# 2150 Alternator



## Cowcatcher (Oct 25, 2009)

My 2150 alternator puts out enough power to shut down the alternator idiot light but not enough to charge the batteries. Do I just need to replace the brushes and regulator assembly for $28 or replace the whole thing for $100-$130. 

If replacement is the answer does anyone have an opinion on the DB Electric 95 amp versus the Rareelectrical brand. I think the later is 55 or 70 amp. 

I am leaning toward replacement and then fixing the old one for a spare.

Thanks in advance,
Dave


----------



## urednecku (Aug 29, 2007)

Welcome to the forum!
Is there a chance there is a bad connection someplace, like the battery? I've had vehicles that the lights would work, but not get enough power thru the battery connection to run the starter. Just a thought. 
I don't know enough about the alternators to advise on them, but good luck!!


----------



## Cowcatcher (Oct 25, 2009)

New batteries, newly cleaned terminals and cable ends. There may be a wire issue from or to the alternator I suppose but it has been a problem for a while. With a full charged battery there is no problem starting so one would seem to think if there is enough power to start there should be enough cable to re-charge. I may just pull the alternator and have it tested to see. I will pull out the manual tonight and check the wiring diagram to see if something is in the circuit that might be an issue. It doesn't take much juice to turn off the charge light on the dash, not near so much as it takes to charge the batteries so it would seem likely that the alternator is not putting out enough voltage. But then I am no expert on the electrical system either.


----------



## ontarioparts (Oct 20, 2009)

I would suggest getting the alterntor tested first, then make a decision on what needs to be done. Changing the brushes and reguator is not a bad idea.
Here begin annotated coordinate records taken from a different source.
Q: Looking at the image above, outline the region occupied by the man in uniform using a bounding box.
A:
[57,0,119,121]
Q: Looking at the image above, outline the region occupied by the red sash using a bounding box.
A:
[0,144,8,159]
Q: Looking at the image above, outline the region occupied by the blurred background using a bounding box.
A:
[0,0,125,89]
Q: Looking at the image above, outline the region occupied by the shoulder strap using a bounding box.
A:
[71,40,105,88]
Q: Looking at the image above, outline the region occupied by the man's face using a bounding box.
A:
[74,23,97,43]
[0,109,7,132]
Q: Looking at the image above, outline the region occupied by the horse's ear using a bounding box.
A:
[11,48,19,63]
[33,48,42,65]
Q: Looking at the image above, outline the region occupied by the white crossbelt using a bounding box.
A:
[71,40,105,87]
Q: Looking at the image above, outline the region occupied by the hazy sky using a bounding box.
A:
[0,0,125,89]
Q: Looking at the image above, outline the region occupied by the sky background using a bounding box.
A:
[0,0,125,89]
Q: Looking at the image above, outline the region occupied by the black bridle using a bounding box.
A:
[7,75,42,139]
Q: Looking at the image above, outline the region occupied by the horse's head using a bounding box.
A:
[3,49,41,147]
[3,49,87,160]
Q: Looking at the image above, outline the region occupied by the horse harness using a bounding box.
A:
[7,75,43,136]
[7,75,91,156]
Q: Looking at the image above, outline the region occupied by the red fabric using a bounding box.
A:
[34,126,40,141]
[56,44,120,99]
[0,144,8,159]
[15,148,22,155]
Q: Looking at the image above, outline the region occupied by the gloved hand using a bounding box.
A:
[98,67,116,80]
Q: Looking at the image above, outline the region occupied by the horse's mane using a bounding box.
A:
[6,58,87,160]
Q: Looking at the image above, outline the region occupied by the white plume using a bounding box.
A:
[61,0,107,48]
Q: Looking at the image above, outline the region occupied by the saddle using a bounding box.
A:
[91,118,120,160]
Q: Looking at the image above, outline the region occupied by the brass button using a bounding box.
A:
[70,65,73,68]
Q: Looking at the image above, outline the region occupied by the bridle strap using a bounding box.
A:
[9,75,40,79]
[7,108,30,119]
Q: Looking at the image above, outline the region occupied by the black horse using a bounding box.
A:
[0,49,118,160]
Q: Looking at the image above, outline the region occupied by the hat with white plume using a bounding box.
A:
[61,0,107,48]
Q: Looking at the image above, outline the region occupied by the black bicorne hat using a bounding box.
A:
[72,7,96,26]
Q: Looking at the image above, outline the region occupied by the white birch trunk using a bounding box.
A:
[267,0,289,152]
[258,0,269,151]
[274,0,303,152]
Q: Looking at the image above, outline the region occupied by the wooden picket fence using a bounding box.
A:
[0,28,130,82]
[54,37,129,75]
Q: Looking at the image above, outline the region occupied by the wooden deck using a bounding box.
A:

I've done it many times and the alternator continues to work for years. 

The alternator should be replaced with one with the same amperage, otherwise there can be damage to the electrical system from too much current. 

regards

Marlon
John Deere Tractor Parts


----------



## Cowcatcher (Oct 25, 2009)

Thanks for the reply Marlon. 

The older, lower amp alternator was not available so I went ahead with the newer, higher amp unit (Originally there were about three different amp output units on this tractor by the way). I did test the old one first and it was putting out about 11 amps when it should have been outting out about 14. I haven't had to use the tractor since putting in the new one so I am not sure this was the whole problem. Will start with this though and see where it gets me. I will likely also rebuild the old one and use it as a spare since it seems to otherwise be in good condition.

I think I may also have an issue with the starter solenoid not fully engaging unless correctly. One fix at a time for now though.


----------



## Cowcatcher (Oct 25, 2009)

Years ago I got a recall on my tractor that involved a JD mechanic coming out, taking the power cable off the starter, sliding a big heavy plastic guard over the terminals and then putting the power cable back on. Well, that was my problem. 

After years of frustration with keeping batteries charged I decided to really dig through the starter/charger system last weekend. After cleaning the terminals really well I followed the power cable to the starter then wiggled it a little, loose! The darn cable on the starter was loose. It was hard to take the nut off, the plastic guard allowed little swing on a wrench and no room for a socket. After I got it off I cleaned off all the dirt and corrosion that had gotten into the breach and put it back sans plastic guard. The tractor now starts like a charm. And the plastic guard is gone. And I promise I will never use a screwdriver as a starter!


----------



## MFreund (May 2, 2008)

Do you think it was hard to get to and that the mechanic never originally tightened it ?


----------